パナソニックアプライアンス社の本間哲朗社長

 パナソニックアプライアンス社の本間哲朗社長は、「30年前、家電は憧れの対象だった。家電事業を通じてこれからの“暮らしの憧れ”を作り出し、世界の人々に届ける。これがわれわれの仕事だ」と話す。「『これでいい』ではなく『これが欲しい』と言われるために何が必要か。個別に機能を提供する家電にとどまらず、家電同士が連携して新しい体験をもたらす。さらにはコミュニティーやソサエティーと連携する」とした。

すべての家電をネットワークにつなぐ

 パナソニックはBlu-ray Discレコーダーやポータブルテレビでスマートフォンからの番組検索や録画予約が行えるサービスを提供するなど、以前からネットワークにつながる家電に取り組んできた。しかし実際の接続率は低く、テレビやレコーダーで約30%、エアコンなどの白物家電では約15%にとどまるという。

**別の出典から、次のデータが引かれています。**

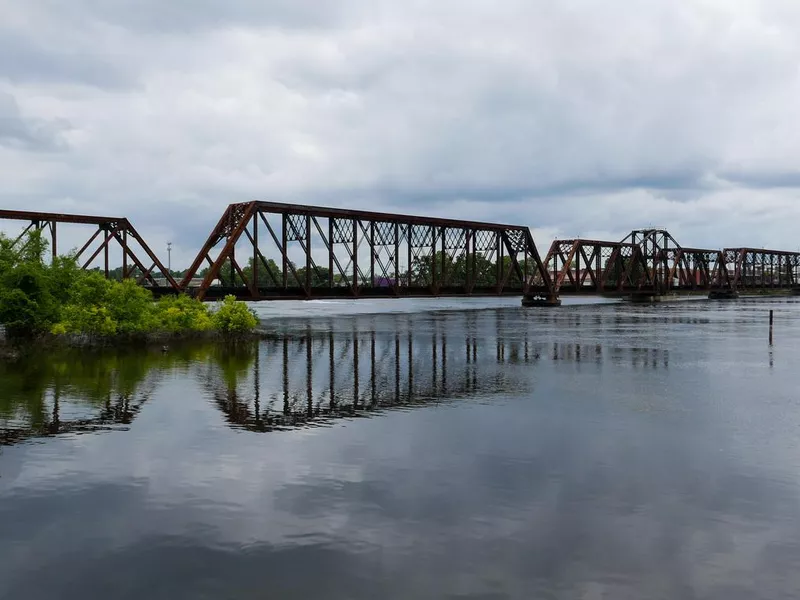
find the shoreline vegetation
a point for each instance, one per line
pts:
(57, 303)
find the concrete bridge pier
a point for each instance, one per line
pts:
(645, 297)
(547, 300)
(723, 295)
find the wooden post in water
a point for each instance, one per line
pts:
(771, 320)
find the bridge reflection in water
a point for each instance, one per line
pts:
(313, 375)
(311, 372)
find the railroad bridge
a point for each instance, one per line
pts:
(274, 251)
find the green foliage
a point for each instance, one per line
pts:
(175, 314)
(28, 294)
(233, 317)
(61, 298)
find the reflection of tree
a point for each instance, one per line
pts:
(107, 387)
(312, 377)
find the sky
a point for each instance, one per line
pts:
(576, 118)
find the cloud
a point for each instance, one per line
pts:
(19, 133)
(625, 114)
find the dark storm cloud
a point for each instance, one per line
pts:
(17, 132)
(31, 59)
(198, 15)
(513, 111)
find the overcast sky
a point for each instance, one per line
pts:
(576, 117)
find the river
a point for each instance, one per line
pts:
(404, 449)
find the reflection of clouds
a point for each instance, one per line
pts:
(567, 489)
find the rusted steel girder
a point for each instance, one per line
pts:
(757, 268)
(594, 267)
(111, 231)
(306, 252)
(693, 269)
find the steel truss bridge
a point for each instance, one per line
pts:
(274, 251)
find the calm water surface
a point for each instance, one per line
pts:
(595, 451)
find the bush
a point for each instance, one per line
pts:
(234, 317)
(175, 314)
(63, 299)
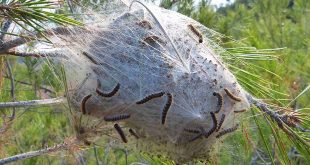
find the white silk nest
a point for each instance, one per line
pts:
(144, 72)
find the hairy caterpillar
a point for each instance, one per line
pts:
(153, 39)
(145, 24)
(116, 117)
(83, 103)
(133, 133)
(150, 97)
(227, 131)
(166, 108)
(233, 97)
(90, 58)
(214, 120)
(121, 133)
(221, 122)
(219, 103)
(192, 130)
(195, 31)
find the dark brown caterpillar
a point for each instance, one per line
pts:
(166, 108)
(117, 117)
(133, 133)
(83, 104)
(153, 39)
(207, 134)
(221, 122)
(110, 94)
(120, 132)
(196, 137)
(192, 130)
(194, 30)
(243, 110)
(232, 96)
(145, 24)
(150, 97)
(90, 58)
(227, 131)
(219, 101)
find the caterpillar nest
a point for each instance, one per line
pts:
(149, 78)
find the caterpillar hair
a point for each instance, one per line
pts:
(229, 130)
(116, 117)
(207, 134)
(232, 96)
(221, 122)
(83, 104)
(120, 132)
(90, 58)
(196, 32)
(150, 97)
(219, 101)
(166, 108)
(110, 94)
(133, 133)
(240, 111)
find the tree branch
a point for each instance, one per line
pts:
(52, 101)
(11, 76)
(34, 153)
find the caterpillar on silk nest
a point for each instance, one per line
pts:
(143, 72)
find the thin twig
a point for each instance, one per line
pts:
(57, 100)
(279, 119)
(11, 76)
(34, 153)
(35, 55)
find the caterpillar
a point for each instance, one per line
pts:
(221, 122)
(90, 58)
(192, 130)
(196, 32)
(227, 131)
(145, 24)
(196, 137)
(150, 97)
(110, 94)
(207, 134)
(120, 132)
(133, 133)
(116, 117)
(152, 39)
(219, 101)
(83, 104)
(166, 108)
(232, 96)
(243, 110)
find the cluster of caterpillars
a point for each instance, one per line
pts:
(200, 132)
(216, 124)
(123, 116)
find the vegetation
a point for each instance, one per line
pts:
(279, 28)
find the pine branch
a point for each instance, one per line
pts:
(52, 101)
(32, 37)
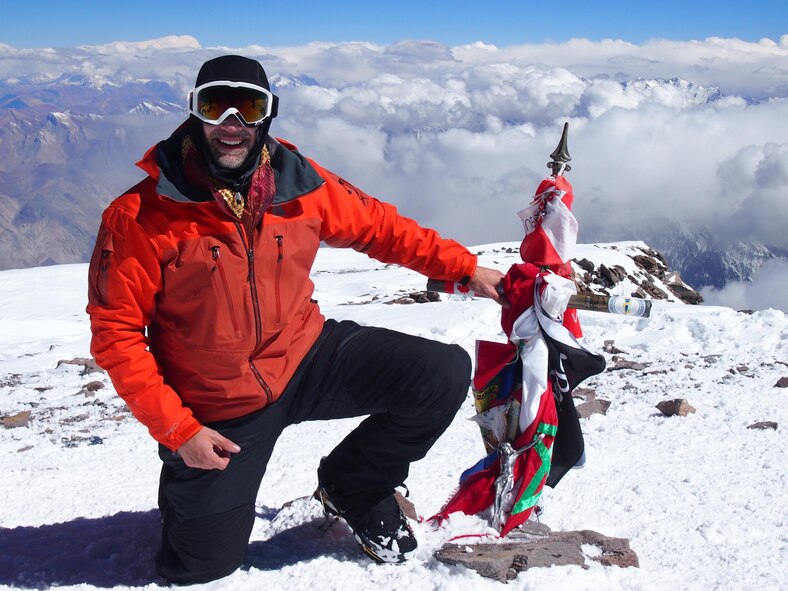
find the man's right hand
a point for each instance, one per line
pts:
(208, 450)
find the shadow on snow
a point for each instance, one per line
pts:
(118, 550)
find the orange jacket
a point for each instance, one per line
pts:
(196, 322)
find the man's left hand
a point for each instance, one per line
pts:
(488, 282)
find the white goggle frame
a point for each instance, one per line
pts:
(194, 94)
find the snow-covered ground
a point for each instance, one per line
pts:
(701, 498)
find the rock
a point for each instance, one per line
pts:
(612, 276)
(587, 394)
(586, 265)
(596, 406)
(503, 561)
(408, 508)
(763, 425)
(20, 419)
(621, 363)
(88, 364)
(609, 347)
(676, 407)
(685, 294)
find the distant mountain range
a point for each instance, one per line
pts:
(67, 145)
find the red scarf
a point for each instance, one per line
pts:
(249, 209)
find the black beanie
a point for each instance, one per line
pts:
(234, 68)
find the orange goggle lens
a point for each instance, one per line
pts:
(211, 103)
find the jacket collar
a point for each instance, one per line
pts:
(293, 174)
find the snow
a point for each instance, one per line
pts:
(701, 498)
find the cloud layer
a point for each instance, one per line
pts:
(458, 137)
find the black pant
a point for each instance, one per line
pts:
(411, 387)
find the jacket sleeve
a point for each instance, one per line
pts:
(353, 219)
(123, 279)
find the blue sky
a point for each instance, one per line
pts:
(54, 23)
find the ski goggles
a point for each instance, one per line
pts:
(214, 102)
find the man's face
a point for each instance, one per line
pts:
(230, 142)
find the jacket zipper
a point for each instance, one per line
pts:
(103, 280)
(216, 255)
(280, 257)
(257, 316)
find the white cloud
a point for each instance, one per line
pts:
(458, 137)
(769, 290)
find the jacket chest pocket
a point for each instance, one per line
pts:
(103, 259)
(204, 293)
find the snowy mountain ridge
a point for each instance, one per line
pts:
(699, 497)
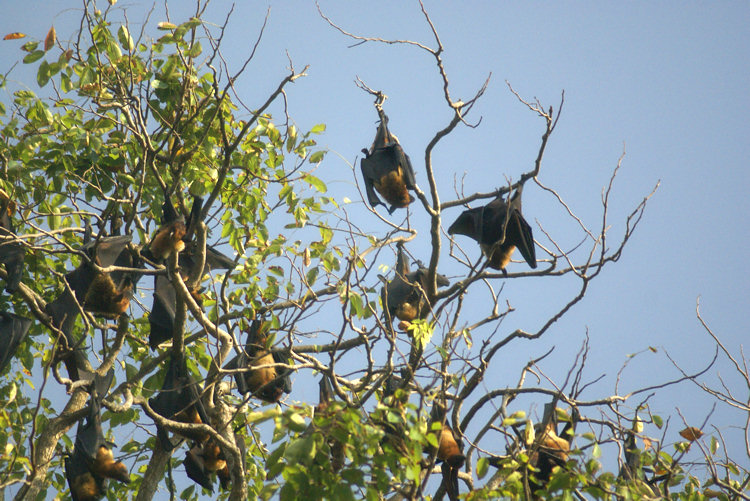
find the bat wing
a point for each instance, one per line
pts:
(13, 329)
(283, 380)
(108, 249)
(326, 391)
(195, 468)
(90, 437)
(193, 218)
(467, 224)
(162, 314)
(215, 260)
(370, 167)
(520, 232)
(84, 486)
(11, 255)
(400, 158)
(169, 214)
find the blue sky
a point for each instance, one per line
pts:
(667, 82)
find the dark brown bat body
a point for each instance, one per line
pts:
(161, 318)
(106, 299)
(180, 401)
(552, 451)
(203, 461)
(13, 329)
(84, 486)
(11, 252)
(387, 170)
(92, 461)
(266, 383)
(105, 466)
(449, 453)
(487, 225)
(168, 240)
(392, 187)
(64, 310)
(405, 297)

 接続率向上の切り札として選んだのが、省電力の広域無線通信技術「LPWA」(Low Power Wide Area)だ。家電は、電源を入れるだけで自動的にクラウドサービスに接続する仕組みで、ネットワーク設定など煩雑な作業を排除し、導入のハードルを下げる。

LPWAで家電をクラウドにつなぐ

 パナソニックとNTTドコモは、18年秋をめどに東京、大阪、滋賀の3都府県で1000台規模のLPWA対応家電を用いた実証実験を行う計画だ。NTTドコモ常務執行役の古川浩司氏は、「LPWAは長距離通信、大量機器接続、低消費電力、低コストといった特徴があるIoTに最適な通信手段。ドコモは多様な通信方式のLPWAサービスを提供しているが、取り組みの中で通信技術のほか、家電コントロールやエージェントサービスの有効性も検証していく」という。ドコモが18年春に開始する「AIエージェントサービス」の利用も視野に入れ、共同でIoT家電向けのクラウドサービスを企画、開発する。「将来的には年間数百万台といわれる家電の接続をサポートする」(古川氏)

発表会場にはNTTドコモが提供するLPWAネットワークの1つ「LoRa」の基地局を展示。920MHz帯を使用する免許不要の長距離、低消費電力、低速(上り/下りとも300〜11kbps)の通信技術だ

 ユーザーインタフェースとしてスマートスピーカー対応も進める。パナソニックは17年9月の「IFA」で「Googleアシスタント」搭載のスマートスピーカー「SC-GA10」を発表し、この冬から欧州の一部地域で販売を開始している。本間氏は、日本でも18年度中をめどにAIスピーカーとAIアシスタント搭載ヘッドフォンを展開すると明言。宅内のみならず外出先でも「AIエージェントとの対話を通じてユーザー個々のニーズに応えるIoT家電を実現する」とした。さらにLINEとの協業にも触れ、「Clovaとの連携も今後進めていく」という。